昔と今

「まああと1週間くらいは一緒だしさ!またよろしく頼むよ!なっなっせっくん!」

彼女は明らかに僕を罵った。腹が立つ。

「あ?」

「きゃーななせくんこわーいみことちゃん繊細だからぁ、泣いちゃうぞ??」

離れたくないとか考えてた自分にも腹が立つ。こんなやつとなんで離れたくなかったか不思議でどうすることも出来ない。

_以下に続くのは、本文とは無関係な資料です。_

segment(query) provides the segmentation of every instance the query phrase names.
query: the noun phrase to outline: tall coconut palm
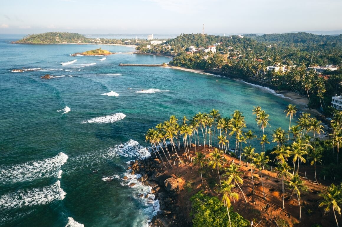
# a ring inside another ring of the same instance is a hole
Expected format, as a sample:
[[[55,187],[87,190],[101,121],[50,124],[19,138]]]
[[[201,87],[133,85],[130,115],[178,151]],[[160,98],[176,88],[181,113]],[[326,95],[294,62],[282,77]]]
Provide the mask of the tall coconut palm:
[[[203,183],[203,179],[202,177],[202,167],[204,166],[206,162],[206,156],[200,151],[196,152],[196,156],[194,159],[194,165],[199,165],[199,168],[201,169],[201,180]]]
[[[252,177],[252,187],[253,191],[254,191],[254,181],[253,180],[253,172],[252,170],[252,168],[254,166],[253,163],[254,156],[255,156],[255,148],[252,147],[250,146],[246,147],[244,149],[244,155],[246,158],[246,162],[249,162],[251,163],[250,167],[251,167],[251,176]]]
[[[312,166],[315,165],[315,180],[316,181],[316,182],[318,183],[318,182],[317,181],[317,175],[316,175],[316,163],[317,162],[320,163],[322,163],[322,160],[320,159],[322,158],[321,153],[320,151],[317,149],[314,150],[309,154],[309,157],[311,160],[310,164]]]
[[[223,165],[222,162],[224,158],[221,156],[220,153],[220,151],[216,148],[214,149],[214,151],[209,154],[210,161],[208,164],[211,166],[213,169],[215,168],[217,169],[217,172],[219,174],[219,179],[220,180],[220,183],[221,183],[221,177],[220,175],[220,169]]]
[[[272,134],[273,139],[272,142],[276,142],[278,147],[281,146],[286,140],[285,135],[285,131],[279,127],[276,130],[273,130],[273,134]]]
[[[294,175],[289,181],[286,181],[286,184],[288,185],[288,188],[292,190],[292,193],[295,193],[297,195],[297,198],[298,200],[299,205],[299,220],[302,218],[302,209],[300,206],[300,191],[307,191],[308,187],[304,184],[304,182],[298,174]]]
[[[265,152],[262,152],[260,154],[256,153],[253,158],[254,162],[255,164],[256,168],[259,169],[259,172],[260,178],[261,179],[261,184],[262,185],[262,189],[264,193],[264,198],[266,200],[266,196],[265,195],[265,188],[264,187],[264,182],[262,180],[262,169],[264,167],[268,167],[267,164],[271,161],[269,157],[268,156],[265,156]]]
[[[228,214],[228,218],[229,219],[229,226],[232,227],[232,222],[231,221],[231,216],[229,214],[229,208],[232,205],[231,199],[234,200],[239,199],[239,194],[236,192],[232,191],[232,188],[234,187],[234,185],[228,182],[228,181],[223,181],[221,183],[220,182],[220,185],[219,186],[217,192],[219,193],[222,195],[222,201],[226,205],[227,208],[227,212]]]
[[[289,172],[292,168],[290,166],[285,162],[278,163],[278,166],[276,167],[276,170],[278,171],[277,176],[278,178],[281,178],[281,182],[282,186],[282,209],[285,209],[284,202],[285,201],[285,187],[284,183],[286,179],[292,176],[291,173]]]
[[[342,190],[341,188],[338,186],[335,186],[333,184],[331,184],[330,186],[326,188],[325,192],[318,195],[319,196],[322,198],[322,201],[318,206],[325,207],[324,208],[325,213],[329,212],[330,208],[332,209],[337,227],[339,227],[339,223],[337,222],[335,211],[336,211],[337,213],[341,215],[341,209],[339,206],[339,203],[341,200],[341,194]]]
[[[242,184],[244,182],[244,180],[241,177],[242,173],[241,171],[239,171],[239,167],[237,165],[235,165],[234,163],[231,163],[229,165],[229,167],[224,168],[226,173],[224,176],[227,177],[228,183],[231,183],[233,182],[233,184],[234,185],[237,185],[244,196],[245,201],[246,201],[246,202],[248,202],[247,199],[246,199],[246,197],[245,196],[245,193],[244,193],[242,189],[241,189],[241,187],[239,184]]]
[[[256,138],[256,136],[254,135],[254,132],[252,132],[252,130],[248,130],[247,133],[244,133],[244,135],[246,139],[248,140],[248,146],[249,146],[249,143],[251,141],[251,139],[253,139]]]
[[[294,106],[292,104],[290,104],[288,106],[287,106],[287,108],[286,109],[284,110],[284,112],[286,112],[286,117],[289,115],[290,115],[290,124],[289,125],[289,131],[290,131],[290,129],[291,127],[291,119],[293,118],[293,115],[296,115],[296,113],[297,112],[297,108],[296,108],[295,106]],[[288,140],[290,139],[290,132],[289,132],[289,138]]]

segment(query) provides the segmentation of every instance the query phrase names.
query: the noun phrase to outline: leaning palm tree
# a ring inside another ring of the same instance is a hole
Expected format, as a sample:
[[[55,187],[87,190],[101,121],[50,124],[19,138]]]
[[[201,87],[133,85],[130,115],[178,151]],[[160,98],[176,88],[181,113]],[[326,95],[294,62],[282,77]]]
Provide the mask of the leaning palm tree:
[[[255,156],[254,151],[255,151],[255,148],[252,147],[250,146],[246,147],[244,149],[244,155],[245,157],[245,160],[247,163],[248,162],[251,163],[250,166],[251,167],[251,176],[252,176],[252,187],[253,191],[254,191],[254,181],[253,180],[253,172],[252,168],[254,166],[253,163],[253,158]]]
[[[219,149],[215,148],[214,151],[209,154],[210,156],[210,161],[208,163],[208,164],[211,166],[213,169],[215,168],[217,169],[217,172],[219,173],[219,179],[220,180],[220,183],[221,183],[221,177],[220,175],[220,168],[223,165],[222,162],[224,158],[221,156]]]
[[[271,160],[269,160],[269,157],[268,156],[265,156],[265,152],[262,152],[260,154],[255,154],[255,156],[253,158],[253,160],[256,168],[259,169],[259,173],[261,179],[261,184],[262,185],[262,189],[264,192],[264,198],[266,200],[266,196],[265,195],[265,188],[264,187],[264,182],[262,181],[262,172],[263,168],[265,167],[266,168],[268,168],[268,165],[267,165],[267,163],[268,163]]]
[[[232,205],[231,199],[234,200],[239,199],[239,194],[236,192],[232,191],[232,188],[234,185],[228,182],[228,181],[223,181],[222,183],[220,182],[220,185],[217,190],[217,192],[222,195],[222,201],[223,202],[227,208],[227,212],[228,214],[229,218],[229,226],[232,227],[232,222],[231,221],[231,216],[229,214],[229,208]]]
[[[325,213],[329,212],[331,207],[332,209],[332,212],[334,213],[334,216],[335,217],[335,220],[336,221],[337,227],[339,227],[339,223],[337,222],[335,211],[337,211],[337,213],[341,215],[341,209],[339,206],[339,203],[341,199],[341,194],[342,194],[342,189],[340,187],[335,186],[333,184],[331,184],[330,186],[327,188],[327,190],[324,193],[318,195],[319,196],[323,198],[322,201],[318,206],[326,206],[324,208]]]
[[[289,181],[286,181],[286,184],[289,185],[288,188],[291,189],[292,193],[295,193],[299,205],[299,220],[302,218],[302,209],[300,206],[300,191],[307,191],[308,187],[304,184],[303,180],[297,173],[295,174]]]
[[[196,152],[196,157],[194,159],[194,165],[199,165],[199,168],[201,169],[201,180],[203,183],[203,179],[202,177],[202,167],[204,166],[205,164],[206,156],[200,151]]]
[[[292,176],[291,173],[289,172],[292,168],[287,163],[284,162],[282,163],[278,163],[278,166],[275,168],[276,170],[278,172],[277,175],[277,177],[281,178],[282,186],[282,209],[285,209],[284,202],[285,201],[285,188],[284,184],[285,183],[286,179],[288,177]]]
[[[320,163],[322,163],[322,160],[320,158],[322,157],[322,154],[320,151],[317,149],[313,150],[312,152],[309,154],[309,157],[311,160],[310,164],[312,166],[315,165],[315,180],[316,182],[318,183],[317,181],[317,175],[316,175],[316,163],[317,162]]]
[[[284,112],[286,112],[286,117],[289,115],[290,115],[290,124],[289,125],[289,131],[291,127],[291,119],[293,118],[293,115],[295,115],[296,113],[297,112],[297,108],[295,106],[294,106],[292,104],[289,104],[287,106],[286,109],[284,110]],[[290,132],[289,132],[289,140],[290,139]]]
[[[244,180],[241,178],[241,175],[242,174],[242,172],[239,171],[239,166],[235,165],[234,163],[231,163],[229,167],[224,168],[224,170],[226,171],[226,173],[224,175],[225,176],[228,177],[228,182],[229,183],[233,182],[233,184],[234,185],[237,185],[240,190],[242,193],[242,194],[244,196],[245,198],[245,201],[246,202],[248,202],[246,197],[245,196],[245,193],[241,189],[239,184],[242,184],[244,183]]]

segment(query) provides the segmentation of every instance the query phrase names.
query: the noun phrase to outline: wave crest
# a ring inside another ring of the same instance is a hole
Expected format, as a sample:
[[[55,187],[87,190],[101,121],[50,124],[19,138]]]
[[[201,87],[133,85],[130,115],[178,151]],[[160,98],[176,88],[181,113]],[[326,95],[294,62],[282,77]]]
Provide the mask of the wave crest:
[[[113,123],[126,117],[126,115],[122,113],[117,113],[110,115],[99,117],[92,118],[87,121],[82,121],[82,123]]]

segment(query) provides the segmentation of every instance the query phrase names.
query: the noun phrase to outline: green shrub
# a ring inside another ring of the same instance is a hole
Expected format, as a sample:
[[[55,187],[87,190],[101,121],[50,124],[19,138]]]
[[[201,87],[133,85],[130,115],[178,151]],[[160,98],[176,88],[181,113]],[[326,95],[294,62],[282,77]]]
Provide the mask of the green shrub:
[[[202,192],[199,192],[190,198],[192,202],[190,215],[194,217],[194,227],[229,226],[227,209],[223,204],[217,197],[209,196]],[[249,221],[233,211],[232,207],[229,209],[229,213],[232,227],[250,226]]]

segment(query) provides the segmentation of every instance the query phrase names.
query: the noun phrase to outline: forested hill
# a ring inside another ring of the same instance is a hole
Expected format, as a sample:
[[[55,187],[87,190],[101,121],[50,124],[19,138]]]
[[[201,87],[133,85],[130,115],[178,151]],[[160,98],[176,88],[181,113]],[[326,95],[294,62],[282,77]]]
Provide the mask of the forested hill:
[[[42,34],[28,35],[16,41],[16,43],[29,44],[49,44],[89,43],[89,39],[78,33],[68,32],[47,32]]]
[[[306,32],[266,34],[260,36],[251,36],[259,42],[265,43],[283,43],[287,45],[291,44],[323,44],[327,43],[342,43],[342,34],[338,36],[315,35]]]

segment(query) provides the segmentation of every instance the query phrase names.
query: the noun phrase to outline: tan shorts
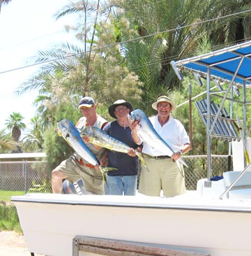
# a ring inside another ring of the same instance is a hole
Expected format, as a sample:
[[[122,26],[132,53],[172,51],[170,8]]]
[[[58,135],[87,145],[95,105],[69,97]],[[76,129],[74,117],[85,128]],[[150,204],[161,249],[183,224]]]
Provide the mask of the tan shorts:
[[[104,182],[100,171],[79,164],[70,156],[63,161],[55,170],[67,176],[67,180],[74,183],[80,178],[83,180],[84,190],[95,194],[104,194]]]
[[[139,192],[147,196],[159,197],[162,190],[165,197],[174,197],[185,193],[185,178],[183,165],[179,171],[177,164],[171,158],[156,159],[144,158],[149,170],[142,166]]]

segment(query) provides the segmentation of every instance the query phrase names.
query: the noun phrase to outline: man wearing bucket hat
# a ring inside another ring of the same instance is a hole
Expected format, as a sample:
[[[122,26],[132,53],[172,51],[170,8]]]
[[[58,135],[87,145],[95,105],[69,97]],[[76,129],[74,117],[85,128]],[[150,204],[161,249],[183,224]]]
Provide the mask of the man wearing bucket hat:
[[[83,115],[76,124],[76,127],[79,131],[86,126],[94,126],[102,129],[108,123],[107,120],[97,114],[97,104],[91,97],[82,98],[79,101],[78,108]],[[102,161],[105,149],[89,143],[86,138],[84,139],[84,141],[95,156]],[[62,185],[63,179],[67,180],[67,181],[64,181],[64,185]],[[66,192],[66,190],[74,193],[75,190],[72,188],[73,183],[75,187],[77,187],[79,194],[104,194],[105,193],[101,172],[82,159],[76,152],[63,161],[52,172],[52,187],[54,193],[68,193]],[[66,188],[66,187],[67,187]],[[63,188],[63,191],[62,188]]]
[[[130,103],[119,99],[109,107],[109,115],[115,118],[108,123],[104,131],[113,138],[128,145],[131,149],[128,154],[108,151],[107,166],[116,168],[107,174],[107,185],[105,184],[105,194],[114,195],[136,194],[139,159],[134,153],[138,148],[132,138],[132,130],[128,115],[133,111]]]
[[[162,190],[165,197],[174,197],[185,192],[184,171],[182,173],[175,161],[190,150],[190,138],[183,125],[171,115],[176,109],[175,103],[167,96],[160,96],[152,104],[158,111],[155,116],[149,118],[157,133],[172,148],[172,157],[163,156],[158,149],[153,148],[137,134],[137,122],[132,124],[132,138],[137,143],[143,142],[142,152],[153,157],[145,157],[146,165],[142,166],[139,192],[148,196],[158,197]]]

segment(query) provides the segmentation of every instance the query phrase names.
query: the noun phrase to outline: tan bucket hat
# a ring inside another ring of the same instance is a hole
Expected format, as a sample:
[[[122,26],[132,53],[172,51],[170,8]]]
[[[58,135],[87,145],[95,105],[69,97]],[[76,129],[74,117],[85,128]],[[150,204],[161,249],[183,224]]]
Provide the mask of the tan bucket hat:
[[[153,109],[157,110],[157,106],[160,102],[168,102],[171,104],[172,110],[174,111],[176,109],[176,105],[175,103],[167,96],[160,96],[157,99],[157,101],[155,102],[153,102],[152,104],[152,107]]]

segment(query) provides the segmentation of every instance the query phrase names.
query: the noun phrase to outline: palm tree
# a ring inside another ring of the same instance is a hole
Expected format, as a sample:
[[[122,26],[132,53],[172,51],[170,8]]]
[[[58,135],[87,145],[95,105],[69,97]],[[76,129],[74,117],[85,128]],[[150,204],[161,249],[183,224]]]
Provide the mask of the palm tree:
[[[24,146],[26,151],[41,151],[44,138],[43,131],[45,127],[41,119],[36,116],[31,120],[33,128],[28,129],[26,135],[24,137]]]
[[[4,129],[0,130],[0,152],[5,153],[9,150],[16,150],[17,143],[13,141],[10,134],[6,134]]]
[[[17,142],[20,140],[21,136],[21,130],[26,128],[24,123],[22,122],[24,117],[20,113],[13,112],[10,115],[9,118],[6,120],[5,125],[7,128],[11,130],[12,137],[14,141]],[[17,152],[21,152],[21,148],[19,147]]]
[[[1,10],[1,7],[2,4],[7,4],[11,0],[0,0],[0,10]]]

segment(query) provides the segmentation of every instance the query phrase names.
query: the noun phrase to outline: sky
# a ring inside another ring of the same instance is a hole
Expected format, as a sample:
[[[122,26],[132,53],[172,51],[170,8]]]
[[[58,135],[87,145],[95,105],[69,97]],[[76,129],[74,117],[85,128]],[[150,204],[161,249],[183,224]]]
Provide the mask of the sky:
[[[29,127],[36,114],[33,102],[38,92],[17,96],[14,92],[35,74],[39,66],[31,64],[31,57],[38,50],[50,49],[61,43],[77,41],[65,25],[75,24],[76,17],[56,21],[53,15],[68,0],[12,0],[0,12],[0,129],[13,112],[20,113]],[[21,69],[20,69],[21,68]],[[19,69],[16,71],[13,69]]]

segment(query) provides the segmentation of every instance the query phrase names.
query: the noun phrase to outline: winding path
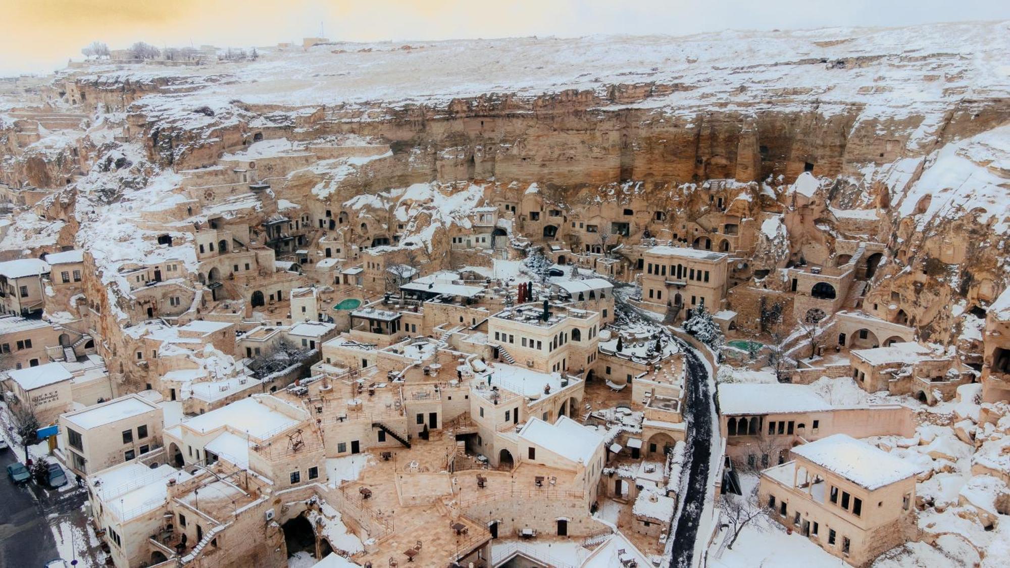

「あーもーいいですいいです早く席替えしましょういっその事今日とか」

「今日は無理でしょ放課後だし何言ってんの」

あーーーもうそういうことじゃない!そのくらい離れたいってこと!

「そーーーいうことじゃない言葉の綾!!」

そんなやり取りをしていると、彼女が幸せそうに笑った。

「…ふふ、七瀬楽しそうだね。私に話しかけられる前と比べたら別人だよ」

目が丸くなる。そんなこと考えたこともなかった。ただただうるさい隣の席のやつの相手をしているだけだと思っていたのに。

「やっぱり私は見る目があるなあー!どう七瀬、私に落とされてみない?」


「……は」

はあ!?誰がそんなこと!!

そう反論したかったが、いきなりのこと過ぎて声が詰まる。それは紛れもなく海琴の事が少なくとも嫌いでは無いから。…少なくとも。

「…ははっ、真っ赤笑

 そんな顔してると、襲っちゃうぞ?」

ああああもう!!

「そんな趣味はない!はい数学わかったね!じゃ僕はこれで!」

そそくさと帰る準備をして教室のドアを開ける。あれ、言いたいわけじゃないのに。別に言わなくてもいいのに

「また…明日」

ドアを閉める。海琴の顔を見れるほど正気を保てていなかった。なぜか…本当になぜか明日も学校に行くことがとても楽しみになっている。